Government strikes balance between stimulating growth and maintaining fiscal discipline

India’s government held on to its fiscal consolidation goals and at the same time unveiled a budget designed to push growth into a higher gear in FY 2017. The budget, which was presented by Finance Minister Arun Jaitley on 1 February, targets a smaller fiscal deficit of 3.2% of GDP from an estimated 3.5% of GDP in FY 2016. The new fiscal roadmap also includes a number of growth measures, particularly focused on the rural economy and small to medium sized businesses. Although the fiscal deficit target is slightly above an earlier promise of 3.0% of GDP, market reaction to the budget was positive as analysts praised broadly realistic revenue assumptions and lower-than-expected market borrowings. These factors helped push the value of the rupee higher and the Indian stock market reacted positively in initial trading after the presentation. Overall, the budget bodes positively for India’s macroeconomic stability and growth going forward.

Highlights from the budget include relief for the rural economy, especially farmers, who were hard hit by the government’s demonetization in November. Funds allocated for rural development rose by nearly a quarter and measures to boost agricultural productivity and rural infrastructure where also included. Fixing the country’s crumbling infrastructure was a key theme and funds will be allocated for upgrading roads, railways and other infrastructure. Looking at the reforms, the government announced measures to move India towards a less cash-dependent economy and to increase transparency in political funding. On top of these, the government abolished the Foreign Investment Promotion Board, which should improve the business climate and encourage foreign direct investment.

The planned deficit reduction will be achieved largely by keeping spending in check.
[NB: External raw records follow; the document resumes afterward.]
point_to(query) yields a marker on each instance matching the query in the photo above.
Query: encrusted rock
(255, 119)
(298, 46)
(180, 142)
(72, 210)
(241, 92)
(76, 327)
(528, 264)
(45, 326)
Total expenditure is projected to increase just under 7.0%—below the government’s assumption of nominal GDP growth of 11.8% and the estimated expenditure growth for FY 2016. Notably, the government increased its allocation for capital expenditure by over 25% from the previous budget. Regarding revenues, the budget details some minor changes to taxes including a cut in the corporate tax rate for small companies. Earnings from disinvestment are projected to increase significantly from strategic stake sales and publicly listening insurance companies.

Market analysts have some doubts over specific projections in the budget, but as a whole the government’s targets appear achievable. Commenting on the financial breakdown, Sonal Varma, Chief India Economist at Nomura, states:

“We think the fiscal assumptions are largely credible. We view the revenue targets as conservative overall, while we see an upside risk to revenue expenditure, which suggest that capex could be cut later if additional revenue from the amnesty scheme does not materialize or if oil prices rise further.”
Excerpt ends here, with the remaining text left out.